Bill Reid a bercé dans l'influence de plusieurs cultures pendant ses années formatrices. Son père, William, était un Américain né de parents écossais et allemand. La famille Reid a vécu dans le nord de la Colombie-Britannique, au gré du développement du chemin de fer dans cette région, puisque William exploitait un hôtel à Smithers. La mère de l'artiste, Sophie, était Haïda, mais avait été élevée dans la religion anglicane et avait adopté les valeurs culturelles anglophiles, qui la poussèrent à cacher à Bill Reid ses origines amérindiennes (qui ne lui furent d'ailleurs jamais mentionnées par son père non plus). Peu après que William eût épousé Sophie, il déménagea son hôtel à Hyder (Colombie-Britannique), en frontière de l'Alaska. Sophie, pour son compte, s'installa à Victoria (Colombie-Britannique) pour travailler comme couturière à confectionner des vêtements à la mode pour la haute société de la place. Pendant quelques années, la famille vécut en alternance dans ces deux villes. Bill Reid fit donc ses études dans différentes écoles. C'est d'ailleurs à 12 ans, à l'école, où il s'ennuyait, qu'il a laissé parler pour la première fois ses talents artistiques en taillant des formes minuscules dans des morceaux de craie, y compris un mât totémique et un bateau viking.

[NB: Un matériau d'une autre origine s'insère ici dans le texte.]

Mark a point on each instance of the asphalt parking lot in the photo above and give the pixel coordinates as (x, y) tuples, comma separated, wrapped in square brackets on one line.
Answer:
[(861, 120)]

Ce n'est qu'à l'adolescence que Bill Reid a appris qu'il était de descendance haïda. Toutefois, il avait déjà été exposé à son insu à l'expression artistique de ses ancêtres, sous la forme des bijoux en or et en argent ornés de motifs haïdas que portaient ses tantes lorsqu'elles rendaient visite à Sophie. Ce n'est que des années plus tard, à l'âge de 23 ans, qu'il s'est rendu à Skidegate, village natal de sa mère, et y a fait la connaissance de son grand-père maternel, Charles Gladstone, et d'autres membres âgés de la collectivité qui se souvenaient encore des traditions haïdas. Bill Reid apprit que son grand-père sculptait autrefois l'argilite et gravait des bracelets en argent; il tenait probablement son art de son oncle, Charles Edenshaw, le grand sculpteur haïda du XIXe siècle, qui lui avait également légué ses outils et que Bill Reid adopterait plus tard comme héros culturel.
Sophie, William père et le jeune Bill Reid (1920) |
L'annonceur à la radio |
Au cours de ses études secondaires, Bill Reid se découvrit un goût pour la littérature romantique, la poésie et la musique classique, mais n'entreprit pas de formation artistique formelle. Après ses études secondaires, il travailla comme annonceur à la radio pour le compte de chaînes locales en Colombie-Britannique et dans l'est du Canada avant d'entrer à la Société Radio-Canada (SRC) à Toronto en 1948. Homme modeste et simple, il ne serait jamais complètement à l'aise avec l'aspect public de la diffusion. Alors qu'il habitait à Toronto, il fut de nouveau exposé au patrimoine haïda lorsqu'il visita la collection de la côte ouest du Musée royal de l'Ontario et y vit notamment un mât totémique provenant de Tanu, le village où sa grand-mère avait vu le jour dans le groupe social du Corbeau. C'est en étudiant ce mât qu'il a commencé à saisir les formes caractéristiques de l'art haïda. Plus tard la même année, alors qu'il approchait de ses 30 ans, il décida de suivre la voie de son grand-père en orfèvrerie et s'inscrivit à un cours de fabrication de bijoux offert par le Ryerson Institute of Technology de Toronto. Il s'intéressait à la conception de bijoux modernes inspirée des créations de Margaret DePatta. Après le cours, alors qu'il travaillait encore de nuit pour la SRC, il se perfectionna en faisant un stage au sein de la Platinum Art Company de Toronto.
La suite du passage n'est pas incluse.